LOL. Right? I actually did have that on a series once--someone took the first one (which is perma-free), then bought the next two and returned them, and pasted the same review on all three, all with the 'verified purchase' stamp. She hated the series. I mean, she really, really didn't like it. So, OK. Should she be out $6? No, not for me. I'd rather she spent her money on books she liked. I'm sorry she didn't like the ones I published, but there you are, she's not required to. Thing is, we can't go inside her head and know what happened. Maybe she took Book 1 perma-free, saw it was a series, and figured she should buy the next two while she was in the mood or had them in front of her. Then she read one, loathed it, and returned the paid ones. Again--if my book isn't worth $3 to you, then please, return it and have your money back. The kind of readers I want, for anything I write or publish, are ones who consider the price I charge to be a good deal--or at the very least, a fair exchange.

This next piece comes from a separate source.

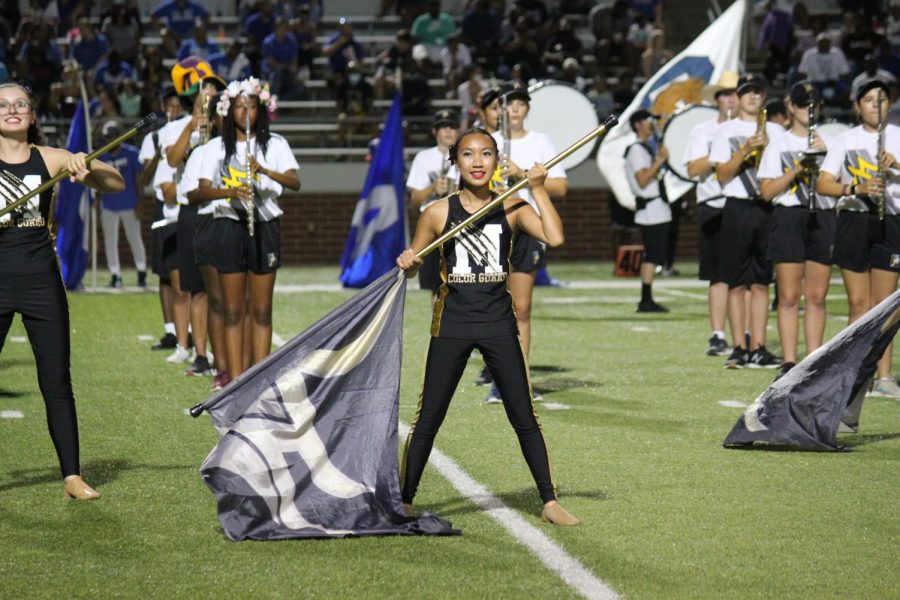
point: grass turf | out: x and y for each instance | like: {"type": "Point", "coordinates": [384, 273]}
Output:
{"type": "Point", "coordinates": [668, 513]}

Are there "cheaters" out there? Oh, doubtless. There are also shoplifters and people who break into your home and steal your stuff. But most people don't do that. The majority of Amazon's shoppers, at least as my sales figures show, are happy to pay for their books. People who don't wish to purchase books can use the library or borrow from friends, etc. Books that I'm giving for Christmas this year I notice are all ones I read free first somewhere, from a library or a loan from someone I know.